Karmele Marchante, una vida de película

Karmele Marchante en 'Sálvame'. (Foto: YouTube)
Karmele Marchante en ‘Sálvame’. (Foto: YouTube)

Desde muy joven, Marchante demostró un talento especial para las letras, lo que la llevó a estudiar Periodismo en la Universidad de Navarra, entonces la única universidad privada donde se impartía la carrera y también ligada al Opus Dei. Sin embargo, su creciente implicación en el activismo político y social terminó chocando frontalmente con la institución. Ese enfrentamiento acabó con su expulsión, obligándola a continuar sus estudios en Barcelona, un golpe duro que, lejos de frenarla, reforzó su determinación de seguir adelante por su propio camino.

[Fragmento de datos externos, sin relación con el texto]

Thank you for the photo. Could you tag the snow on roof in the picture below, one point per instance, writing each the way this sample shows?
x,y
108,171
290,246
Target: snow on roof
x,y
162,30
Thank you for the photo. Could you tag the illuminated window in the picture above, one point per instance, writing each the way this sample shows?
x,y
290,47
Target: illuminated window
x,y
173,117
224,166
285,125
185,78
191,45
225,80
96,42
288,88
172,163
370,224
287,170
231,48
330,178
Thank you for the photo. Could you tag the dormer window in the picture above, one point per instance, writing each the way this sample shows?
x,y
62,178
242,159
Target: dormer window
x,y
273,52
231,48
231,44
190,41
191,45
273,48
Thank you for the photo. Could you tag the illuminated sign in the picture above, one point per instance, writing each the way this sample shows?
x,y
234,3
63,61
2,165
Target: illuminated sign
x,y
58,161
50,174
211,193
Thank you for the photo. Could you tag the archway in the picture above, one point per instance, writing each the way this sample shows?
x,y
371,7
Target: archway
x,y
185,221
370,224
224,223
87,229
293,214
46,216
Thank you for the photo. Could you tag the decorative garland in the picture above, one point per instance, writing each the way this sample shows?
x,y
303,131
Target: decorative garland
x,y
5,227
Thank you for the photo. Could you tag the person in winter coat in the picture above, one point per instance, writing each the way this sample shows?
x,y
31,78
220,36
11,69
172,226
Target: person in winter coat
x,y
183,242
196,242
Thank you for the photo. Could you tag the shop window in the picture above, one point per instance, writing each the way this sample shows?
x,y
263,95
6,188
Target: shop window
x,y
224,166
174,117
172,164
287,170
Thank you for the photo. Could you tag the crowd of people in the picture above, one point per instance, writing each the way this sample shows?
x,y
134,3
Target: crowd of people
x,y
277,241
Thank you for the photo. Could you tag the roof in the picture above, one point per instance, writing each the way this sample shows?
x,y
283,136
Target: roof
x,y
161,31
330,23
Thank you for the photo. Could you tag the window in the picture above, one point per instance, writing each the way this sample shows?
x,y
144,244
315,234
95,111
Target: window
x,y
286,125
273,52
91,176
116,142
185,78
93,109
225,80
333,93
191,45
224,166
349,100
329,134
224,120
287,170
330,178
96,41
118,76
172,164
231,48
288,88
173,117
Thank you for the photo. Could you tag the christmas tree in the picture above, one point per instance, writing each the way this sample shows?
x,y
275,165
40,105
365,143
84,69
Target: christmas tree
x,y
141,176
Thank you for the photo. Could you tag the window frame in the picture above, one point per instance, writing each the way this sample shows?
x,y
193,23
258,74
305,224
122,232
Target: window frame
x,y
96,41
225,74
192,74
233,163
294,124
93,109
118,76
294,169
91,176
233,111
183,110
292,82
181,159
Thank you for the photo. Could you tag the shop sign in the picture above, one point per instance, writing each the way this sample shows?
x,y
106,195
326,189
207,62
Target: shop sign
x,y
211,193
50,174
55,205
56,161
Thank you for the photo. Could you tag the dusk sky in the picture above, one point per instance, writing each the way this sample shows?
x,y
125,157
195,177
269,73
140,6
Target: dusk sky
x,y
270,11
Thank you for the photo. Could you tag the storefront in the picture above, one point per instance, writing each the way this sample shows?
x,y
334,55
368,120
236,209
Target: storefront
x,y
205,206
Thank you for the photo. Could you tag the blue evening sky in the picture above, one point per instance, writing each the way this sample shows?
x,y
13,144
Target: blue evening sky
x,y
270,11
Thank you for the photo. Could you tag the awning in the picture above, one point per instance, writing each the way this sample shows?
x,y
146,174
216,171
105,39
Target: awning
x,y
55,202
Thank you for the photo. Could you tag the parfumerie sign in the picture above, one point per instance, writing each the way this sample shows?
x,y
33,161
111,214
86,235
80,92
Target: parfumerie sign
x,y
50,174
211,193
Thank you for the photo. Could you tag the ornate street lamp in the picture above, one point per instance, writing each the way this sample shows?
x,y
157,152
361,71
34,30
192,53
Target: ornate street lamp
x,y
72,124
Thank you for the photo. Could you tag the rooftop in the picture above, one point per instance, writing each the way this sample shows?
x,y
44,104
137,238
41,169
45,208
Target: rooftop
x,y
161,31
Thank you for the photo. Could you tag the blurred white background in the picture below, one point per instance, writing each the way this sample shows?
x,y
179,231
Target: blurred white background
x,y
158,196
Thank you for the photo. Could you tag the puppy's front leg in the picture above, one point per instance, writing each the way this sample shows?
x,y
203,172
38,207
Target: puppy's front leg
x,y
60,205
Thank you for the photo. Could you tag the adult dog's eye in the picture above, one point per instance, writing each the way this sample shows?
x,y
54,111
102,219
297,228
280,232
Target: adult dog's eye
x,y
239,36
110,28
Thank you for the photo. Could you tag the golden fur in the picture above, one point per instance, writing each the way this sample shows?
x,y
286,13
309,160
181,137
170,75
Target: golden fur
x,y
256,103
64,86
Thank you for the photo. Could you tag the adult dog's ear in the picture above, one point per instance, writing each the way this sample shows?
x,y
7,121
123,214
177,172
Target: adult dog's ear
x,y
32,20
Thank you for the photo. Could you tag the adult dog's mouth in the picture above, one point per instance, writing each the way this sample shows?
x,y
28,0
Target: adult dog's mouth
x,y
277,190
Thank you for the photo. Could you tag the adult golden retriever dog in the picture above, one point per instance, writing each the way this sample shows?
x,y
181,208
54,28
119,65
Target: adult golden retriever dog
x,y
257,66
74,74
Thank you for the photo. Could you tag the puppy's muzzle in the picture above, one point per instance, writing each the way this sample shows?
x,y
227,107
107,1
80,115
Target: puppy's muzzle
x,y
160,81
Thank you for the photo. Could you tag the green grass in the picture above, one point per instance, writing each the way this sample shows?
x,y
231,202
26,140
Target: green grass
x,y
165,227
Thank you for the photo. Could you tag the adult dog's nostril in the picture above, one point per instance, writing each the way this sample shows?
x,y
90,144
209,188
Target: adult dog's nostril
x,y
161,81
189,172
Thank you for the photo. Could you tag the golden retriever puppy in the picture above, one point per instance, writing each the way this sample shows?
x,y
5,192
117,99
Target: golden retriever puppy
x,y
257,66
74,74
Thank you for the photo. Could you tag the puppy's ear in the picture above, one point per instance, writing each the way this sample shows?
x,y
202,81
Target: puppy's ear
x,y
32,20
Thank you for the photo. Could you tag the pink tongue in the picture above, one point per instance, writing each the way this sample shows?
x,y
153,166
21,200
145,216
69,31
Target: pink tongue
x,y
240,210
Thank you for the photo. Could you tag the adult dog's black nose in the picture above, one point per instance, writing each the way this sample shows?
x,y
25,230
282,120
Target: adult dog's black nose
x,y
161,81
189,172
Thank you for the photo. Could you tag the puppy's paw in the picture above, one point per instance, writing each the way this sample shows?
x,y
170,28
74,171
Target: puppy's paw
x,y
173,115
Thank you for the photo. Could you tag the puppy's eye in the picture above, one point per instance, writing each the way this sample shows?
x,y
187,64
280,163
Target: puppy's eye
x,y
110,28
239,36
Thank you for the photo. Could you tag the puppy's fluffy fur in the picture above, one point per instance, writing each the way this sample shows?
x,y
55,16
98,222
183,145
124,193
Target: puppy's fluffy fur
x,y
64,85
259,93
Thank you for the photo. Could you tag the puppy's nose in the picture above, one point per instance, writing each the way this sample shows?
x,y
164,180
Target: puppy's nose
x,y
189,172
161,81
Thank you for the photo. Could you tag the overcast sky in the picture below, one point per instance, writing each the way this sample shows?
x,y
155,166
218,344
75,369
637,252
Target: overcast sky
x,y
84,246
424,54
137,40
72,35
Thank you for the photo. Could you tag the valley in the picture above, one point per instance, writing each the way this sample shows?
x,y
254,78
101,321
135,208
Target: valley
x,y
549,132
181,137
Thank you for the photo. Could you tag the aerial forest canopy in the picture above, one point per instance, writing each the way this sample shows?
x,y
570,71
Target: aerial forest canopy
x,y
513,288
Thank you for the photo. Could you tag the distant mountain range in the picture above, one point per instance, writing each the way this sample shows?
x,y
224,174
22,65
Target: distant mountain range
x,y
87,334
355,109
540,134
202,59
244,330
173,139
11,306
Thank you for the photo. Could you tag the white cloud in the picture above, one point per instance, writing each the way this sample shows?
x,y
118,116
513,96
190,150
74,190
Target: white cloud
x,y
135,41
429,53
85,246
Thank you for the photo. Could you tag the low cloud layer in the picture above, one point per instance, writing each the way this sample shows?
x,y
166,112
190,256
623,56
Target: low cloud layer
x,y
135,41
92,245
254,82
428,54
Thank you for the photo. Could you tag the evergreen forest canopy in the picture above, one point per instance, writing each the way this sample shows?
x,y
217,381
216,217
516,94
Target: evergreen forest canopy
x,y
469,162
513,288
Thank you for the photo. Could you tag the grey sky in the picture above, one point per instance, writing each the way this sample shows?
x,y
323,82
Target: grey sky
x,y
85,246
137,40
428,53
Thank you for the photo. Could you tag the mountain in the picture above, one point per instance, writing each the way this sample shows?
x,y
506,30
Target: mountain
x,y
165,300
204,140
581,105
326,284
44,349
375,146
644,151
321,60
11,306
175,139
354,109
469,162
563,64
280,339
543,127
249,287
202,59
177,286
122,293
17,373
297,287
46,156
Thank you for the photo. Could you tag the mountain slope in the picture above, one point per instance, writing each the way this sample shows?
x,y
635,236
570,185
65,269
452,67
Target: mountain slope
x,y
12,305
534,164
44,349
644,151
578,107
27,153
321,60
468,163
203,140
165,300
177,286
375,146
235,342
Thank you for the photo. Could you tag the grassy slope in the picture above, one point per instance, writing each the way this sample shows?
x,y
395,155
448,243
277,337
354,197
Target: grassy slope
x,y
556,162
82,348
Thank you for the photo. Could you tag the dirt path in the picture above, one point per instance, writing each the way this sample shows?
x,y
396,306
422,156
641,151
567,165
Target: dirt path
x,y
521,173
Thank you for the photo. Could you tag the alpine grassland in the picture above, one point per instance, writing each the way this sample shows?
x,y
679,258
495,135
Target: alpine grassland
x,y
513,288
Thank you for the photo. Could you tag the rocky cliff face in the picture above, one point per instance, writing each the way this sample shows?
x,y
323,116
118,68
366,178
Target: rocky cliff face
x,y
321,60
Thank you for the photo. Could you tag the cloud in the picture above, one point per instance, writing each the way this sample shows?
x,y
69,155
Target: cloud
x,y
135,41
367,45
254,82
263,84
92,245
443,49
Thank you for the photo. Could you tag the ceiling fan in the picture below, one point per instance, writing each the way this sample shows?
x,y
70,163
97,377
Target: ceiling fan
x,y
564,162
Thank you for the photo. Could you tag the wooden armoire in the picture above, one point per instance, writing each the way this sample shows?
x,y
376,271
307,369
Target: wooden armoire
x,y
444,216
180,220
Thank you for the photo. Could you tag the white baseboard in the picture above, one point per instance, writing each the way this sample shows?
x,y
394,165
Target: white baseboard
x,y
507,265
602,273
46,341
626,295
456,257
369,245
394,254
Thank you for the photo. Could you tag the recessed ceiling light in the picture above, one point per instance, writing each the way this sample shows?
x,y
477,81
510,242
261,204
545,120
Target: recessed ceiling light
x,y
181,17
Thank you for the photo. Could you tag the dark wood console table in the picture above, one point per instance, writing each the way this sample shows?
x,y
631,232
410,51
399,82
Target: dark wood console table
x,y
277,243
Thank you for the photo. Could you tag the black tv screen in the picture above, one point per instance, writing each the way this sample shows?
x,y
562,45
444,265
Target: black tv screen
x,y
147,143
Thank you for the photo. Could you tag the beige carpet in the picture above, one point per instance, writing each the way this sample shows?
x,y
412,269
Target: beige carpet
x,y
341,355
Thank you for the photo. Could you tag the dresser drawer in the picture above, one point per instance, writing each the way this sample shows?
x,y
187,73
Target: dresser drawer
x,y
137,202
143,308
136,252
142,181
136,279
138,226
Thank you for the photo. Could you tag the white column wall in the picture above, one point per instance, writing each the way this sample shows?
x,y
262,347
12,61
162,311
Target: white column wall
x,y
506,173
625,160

Fue en ese proceso de ruptura cuando tomó una decisión simbólica y profundamente personal: dejar atrás su nombre de nacimiento, Carme, y adoptar el de Karmele, su versión en euskera. No se trató de un simple cambio nominal, sino de una declaración de intenciones, un gesto de afirmación identitaria que conectaba con sus convicciones políticas, culturales y vitales. A partir de ahí comenzó a construirse la figura pública que, años después, se convertiría en uno de los rostros más reconocibles y polémicos de la televisión española.

Ahora, tras una grave ruina económica derivada de un matrimonio fallido y después de un accidente que marcó un antes y un después en su vida, Karmele Marchante regresa a la televisión para contar cómo ha logrado rehacerse desde los cimientos. Su vuelta no solo reactiva el interés mediático en torno a su figura, sino que también invita a revisar una trayectoria personal atravesada por el dolor, la lucha y la necesidad constante de reinventarse. Una historia en la que la infancia traumática, la represión y la búsqueda de libertad explican, en gran medida, a la mujer que hoy vuelve a ocupar su lugar frente a las cámaras.